A obra foi elaborada por gramático cujo nome não nos chegou e possivelmente foi escrita em Roma, no século III. Possui alto valor para o estudo do latim e das línguas românicas e permite-nos observar algumas alterações que já se processavam e que prosseguiram depois e fizeram o latim transformar-se naquelas línguas, entre as quais o português. Não se trata de gramática ou obra sobre a língua, mas de lista de 227 palavras do vocabulário culto e as formas correspondentes na língua popular, com a recomendação de estas não serem empregadas. Vejamos algumas delas:

Latim   Latim Formas resultantes em português
erudito   popular  
alveus non albeus Não chegou ao português. Designava “vasilha de madeira”, “porão de navio”, “cavidade”, etc. O gramático aí critica a alternância b/v.
ansa non asa asa
articulus non articlus artelho
auris non oricla orelha
calida non calda calda (substituída por “quente”. Cf. Poços de Caldas, Caldas Novas = águas quentes)

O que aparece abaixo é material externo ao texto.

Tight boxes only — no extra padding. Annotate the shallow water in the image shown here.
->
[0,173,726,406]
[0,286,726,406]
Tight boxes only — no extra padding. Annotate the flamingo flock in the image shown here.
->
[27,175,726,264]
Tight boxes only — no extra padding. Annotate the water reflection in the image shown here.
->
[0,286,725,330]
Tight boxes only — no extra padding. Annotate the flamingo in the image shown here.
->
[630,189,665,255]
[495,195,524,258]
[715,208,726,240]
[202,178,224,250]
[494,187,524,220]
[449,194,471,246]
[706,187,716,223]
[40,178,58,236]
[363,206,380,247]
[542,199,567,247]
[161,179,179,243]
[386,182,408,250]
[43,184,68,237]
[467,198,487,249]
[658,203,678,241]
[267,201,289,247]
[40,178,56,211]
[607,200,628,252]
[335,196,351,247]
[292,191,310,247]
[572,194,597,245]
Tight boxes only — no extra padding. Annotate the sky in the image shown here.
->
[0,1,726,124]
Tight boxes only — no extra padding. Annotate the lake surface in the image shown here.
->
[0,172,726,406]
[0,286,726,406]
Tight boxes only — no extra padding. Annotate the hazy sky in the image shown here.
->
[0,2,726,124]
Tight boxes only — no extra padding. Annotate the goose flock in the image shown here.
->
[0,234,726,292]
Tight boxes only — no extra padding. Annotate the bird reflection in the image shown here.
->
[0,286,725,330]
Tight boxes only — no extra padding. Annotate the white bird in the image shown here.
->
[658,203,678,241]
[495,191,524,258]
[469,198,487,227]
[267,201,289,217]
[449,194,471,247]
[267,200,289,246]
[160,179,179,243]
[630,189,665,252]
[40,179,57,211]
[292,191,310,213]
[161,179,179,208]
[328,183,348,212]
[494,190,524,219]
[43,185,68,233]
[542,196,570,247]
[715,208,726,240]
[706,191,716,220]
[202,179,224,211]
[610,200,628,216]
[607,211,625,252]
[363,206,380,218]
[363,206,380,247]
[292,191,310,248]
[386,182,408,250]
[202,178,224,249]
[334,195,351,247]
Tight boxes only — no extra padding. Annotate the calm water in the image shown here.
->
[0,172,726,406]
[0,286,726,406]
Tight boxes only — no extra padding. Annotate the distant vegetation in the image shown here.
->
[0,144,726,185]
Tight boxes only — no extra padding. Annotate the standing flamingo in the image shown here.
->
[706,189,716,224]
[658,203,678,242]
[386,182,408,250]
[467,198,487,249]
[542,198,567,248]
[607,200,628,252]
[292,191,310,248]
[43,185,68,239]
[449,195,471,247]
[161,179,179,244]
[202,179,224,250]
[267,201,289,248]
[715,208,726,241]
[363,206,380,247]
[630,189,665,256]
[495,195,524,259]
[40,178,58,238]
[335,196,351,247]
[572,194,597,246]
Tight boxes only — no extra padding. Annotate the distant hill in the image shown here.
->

columna non colomna coluna
facies non facis face
nunquam non nunqua nunca
oculus non oclus olho
persica non pessica A forma atual é a culta pérsica (da Pérsia) *
rivus non rius rio (curso d’água)
socrus non socra sogra
speculum non speclum espelho
vinea non vinia vinha (parreira)
viridis non virdis verde
vobiscum non voscum vosco. Observe que com o tempo a presença de “com” (voscum) apagou-se na mente dos falantes e eles sentiram necessidade de empregar mais um “com”, que resultou no atual convosco.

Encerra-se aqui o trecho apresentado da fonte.